Self-Pay Coverage FinderSM
Leverage Data to Reduce Misclassified Accounts
Registration errors, changing insurance and patient miscommunication can lead to the misclassification of accounts as self-pay, increasing the probability that an account will turn into bad debt. Even when caught early, misclassification errors often impact A/R days, payment speed and cash flow.
Experian Health Self-Pay Coverage FinderSM leverages in-depth eligibility knowledge and payer relationships, combined with data and analytics to review information, correct errors and identify active coverage. By re-classifying accounts proactively and earlier in the revenue cycle, healthcare organizations can submit claims to payers faster, as well as increase revenue and enhance productivity.
Identify the Right Coverage and Increase Revenue
By automating the self-pay process, Self-Pay Coverage Finder identifies coverage using the most up-to-date payer data. A search of commercial, Medicare and Medicaid insurance plans reveals and prioritizes available coverage. When paired with Experian Health Patient Identity Verification, Self-Pay Coverage Finder recognizes and corrects routine registration and data entry errors such as incorrect birth dates and transposed Social Security numbers — ultimately reducing misclassified accounts and realizing previously unclaimed revenue.

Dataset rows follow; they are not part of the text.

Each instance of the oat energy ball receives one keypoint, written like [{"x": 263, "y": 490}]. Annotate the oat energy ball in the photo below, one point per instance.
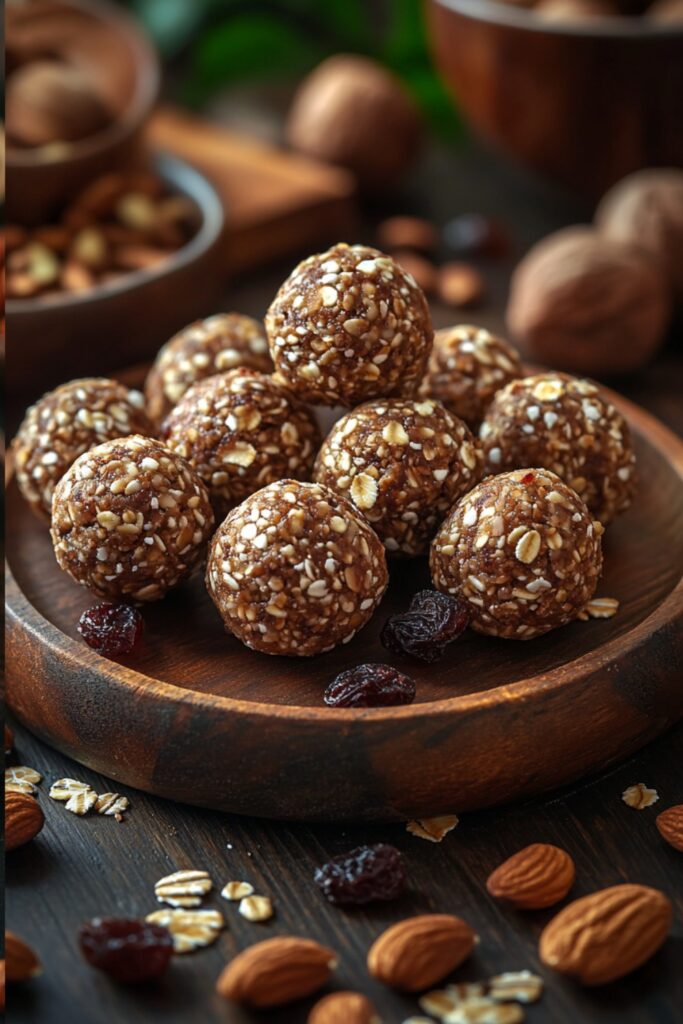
[
  {"x": 67, "y": 422},
  {"x": 564, "y": 424},
  {"x": 130, "y": 519},
  {"x": 222, "y": 342},
  {"x": 240, "y": 431},
  {"x": 522, "y": 550},
  {"x": 349, "y": 325},
  {"x": 295, "y": 569},
  {"x": 467, "y": 367},
  {"x": 402, "y": 464}
]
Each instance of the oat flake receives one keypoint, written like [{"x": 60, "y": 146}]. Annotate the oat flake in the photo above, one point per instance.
[
  {"x": 640, "y": 797},
  {"x": 432, "y": 829},
  {"x": 190, "y": 929}
]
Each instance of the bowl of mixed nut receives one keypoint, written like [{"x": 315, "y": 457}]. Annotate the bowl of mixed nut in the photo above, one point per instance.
[{"x": 130, "y": 259}]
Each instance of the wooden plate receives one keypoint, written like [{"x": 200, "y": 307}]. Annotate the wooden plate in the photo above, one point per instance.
[{"x": 197, "y": 717}]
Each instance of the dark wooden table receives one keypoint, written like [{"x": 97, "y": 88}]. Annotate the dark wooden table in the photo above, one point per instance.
[{"x": 81, "y": 867}]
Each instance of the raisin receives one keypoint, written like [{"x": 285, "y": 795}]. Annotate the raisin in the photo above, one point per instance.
[
  {"x": 432, "y": 622},
  {"x": 363, "y": 875},
  {"x": 111, "y": 629},
  {"x": 127, "y": 949},
  {"x": 370, "y": 686}
]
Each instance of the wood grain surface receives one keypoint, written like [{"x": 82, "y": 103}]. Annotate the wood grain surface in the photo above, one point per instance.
[{"x": 77, "y": 868}]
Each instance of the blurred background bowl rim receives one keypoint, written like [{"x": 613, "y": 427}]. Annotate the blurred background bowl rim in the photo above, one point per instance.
[
  {"x": 185, "y": 179},
  {"x": 615, "y": 27},
  {"x": 147, "y": 84}
]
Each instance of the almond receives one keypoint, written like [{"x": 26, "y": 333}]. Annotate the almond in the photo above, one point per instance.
[
  {"x": 22, "y": 962},
  {"x": 603, "y": 936},
  {"x": 275, "y": 972},
  {"x": 670, "y": 823},
  {"x": 344, "y": 1008},
  {"x": 24, "y": 819},
  {"x": 418, "y": 952},
  {"x": 536, "y": 877}
]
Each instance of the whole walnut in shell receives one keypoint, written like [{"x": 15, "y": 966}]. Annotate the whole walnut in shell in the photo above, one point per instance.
[
  {"x": 352, "y": 112},
  {"x": 585, "y": 303},
  {"x": 645, "y": 209}
]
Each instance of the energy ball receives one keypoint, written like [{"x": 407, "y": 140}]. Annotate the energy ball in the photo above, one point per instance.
[
  {"x": 206, "y": 347},
  {"x": 130, "y": 519},
  {"x": 564, "y": 424},
  {"x": 240, "y": 431},
  {"x": 349, "y": 325},
  {"x": 467, "y": 367},
  {"x": 295, "y": 569},
  {"x": 402, "y": 464},
  {"x": 67, "y": 422},
  {"x": 523, "y": 552}
]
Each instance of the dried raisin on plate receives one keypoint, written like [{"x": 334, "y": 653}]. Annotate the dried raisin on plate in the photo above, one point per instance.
[
  {"x": 433, "y": 621},
  {"x": 111, "y": 629},
  {"x": 370, "y": 686},
  {"x": 364, "y": 875},
  {"x": 127, "y": 949}
]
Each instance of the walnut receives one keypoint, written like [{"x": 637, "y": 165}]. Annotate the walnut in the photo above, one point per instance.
[
  {"x": 48, "y": 101},
  {"x": 586, "y": 303},
  {"x": 646, "y": 209},
  {"x": 351, "y": 112}
]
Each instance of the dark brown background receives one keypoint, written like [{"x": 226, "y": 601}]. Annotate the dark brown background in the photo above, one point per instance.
[{"x": 81, "y": 867}]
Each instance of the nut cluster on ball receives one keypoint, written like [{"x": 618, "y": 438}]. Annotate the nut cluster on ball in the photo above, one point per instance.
[
  {"x": 222, "y": 342},
  {"x": 295, "y": 569},
  {"x": 564, "y": 424},
  {"x": 347, "y": 326},
  {"x": 467, "y": 367},
  {"x": 130, "y": 519},
  {"x": 63, "y": 424},
  {"x": 240, "y": 431},
  {"x": 522, "y": 550},
  {"x": 402, "y": 463}
]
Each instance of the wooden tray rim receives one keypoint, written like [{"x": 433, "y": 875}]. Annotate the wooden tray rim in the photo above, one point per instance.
[{"x": 27, "y": 616}]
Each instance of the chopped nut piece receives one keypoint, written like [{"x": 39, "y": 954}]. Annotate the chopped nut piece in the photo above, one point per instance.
[
  {"x": 22, "y": 779},
  {"x": 190, "y": 929},
  {"x": 183, "y": 889},
  {"x": 522, "y": 986},
  {"x": 640, "y": 797},
  {"x": 256, "y": 907},
  {"x": 432, "y": 829},
  {"x": 237, "y": 890}
]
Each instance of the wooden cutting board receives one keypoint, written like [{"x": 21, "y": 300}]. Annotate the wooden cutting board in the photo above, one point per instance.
[
  {"x": 195, "y": 716},
  {"x": 276, "y": 202}
]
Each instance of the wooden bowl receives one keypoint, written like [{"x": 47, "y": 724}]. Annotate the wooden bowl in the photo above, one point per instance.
[
  {"x": 52, "y": 339},
  {"x": 110, "y": 46},
  {"x": 584, "y": 103},
  {"x": 195, "y": 716}
]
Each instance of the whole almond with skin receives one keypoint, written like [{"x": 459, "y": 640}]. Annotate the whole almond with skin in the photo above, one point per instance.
[
  {"x": 604, "y": 936},
  {"x": 536, "y": 877},
  {"x": 275, "y": 972},
  {"x": 419, "y": 951},
  {"x": 24, "y": 819},
  {"x": 670, "y": 823},
  {"x": 344, "y": 1008},
  {"x": 20, "y": 961}
]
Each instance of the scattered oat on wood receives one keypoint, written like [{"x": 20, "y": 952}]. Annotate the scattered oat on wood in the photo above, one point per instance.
[
  {"x": 237, "y": 890},
  {"x": 256, "y": 908},
  {"x": 640, "y": 797},
  {"x": 183, "y": 889},
  {"x": 22, "y": 779},
  {"x": 432, "y": 829},
  {"x": 190, "y": 929}
]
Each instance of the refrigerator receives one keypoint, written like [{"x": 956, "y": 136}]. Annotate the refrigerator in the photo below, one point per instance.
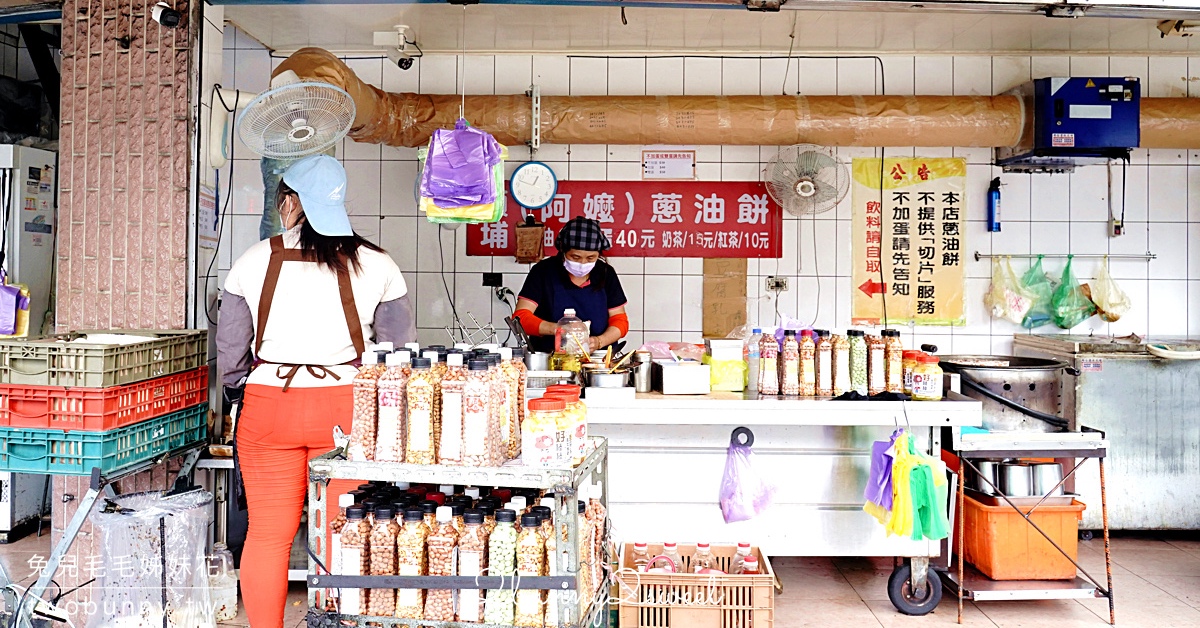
[{"x": 29, "y": 196}]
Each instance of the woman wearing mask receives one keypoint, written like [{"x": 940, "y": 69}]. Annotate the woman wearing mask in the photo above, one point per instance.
[
  {"x": 297, "y": 312},
  {"x": 575, "y": 279}
]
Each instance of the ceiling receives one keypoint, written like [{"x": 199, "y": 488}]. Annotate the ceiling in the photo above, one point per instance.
[{"x": 579, "y": 30}]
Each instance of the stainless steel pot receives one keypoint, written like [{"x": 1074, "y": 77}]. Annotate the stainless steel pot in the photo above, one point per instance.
[{"x": 1030, "y": 382}]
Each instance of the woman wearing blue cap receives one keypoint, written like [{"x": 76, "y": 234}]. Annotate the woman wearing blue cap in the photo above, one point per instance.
[
  {"x": 575, "y": 279},
  {"x": 297, "y": 312}
]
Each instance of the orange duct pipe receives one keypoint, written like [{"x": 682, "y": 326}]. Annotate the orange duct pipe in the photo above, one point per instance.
[{"x": 409, "y": 119}]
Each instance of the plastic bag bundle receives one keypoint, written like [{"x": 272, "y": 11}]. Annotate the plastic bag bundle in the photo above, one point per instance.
[
  {"x": 744, "y": 495},
  {"x": 1111, "y": 301},
  {"x": 1006, "y": 298},
  {"x": 153, "y": 549},
  {"x": 1036, "y": 283},
  {"x": 1069, "y": 306}
]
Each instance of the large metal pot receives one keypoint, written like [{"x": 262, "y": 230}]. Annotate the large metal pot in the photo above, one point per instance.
[{"x": 1032, "y": 383}]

Improve Productivity, Enhance Patient Satisfaction
Flexible, user-defined work queues streamline workflow, allowing staff to focus on the timely submission of insurance-eligible accounts. Self-Pay Coverage Finder reduces administrative time spent trying to collect on accounts with incorrect information. Using actionable data — such as the correct payer and plan — minimizes payment misunderstandings and unnecessary collections activities, creating more efficiency for staff, increasing payment opportunities and improving patient satisfaction.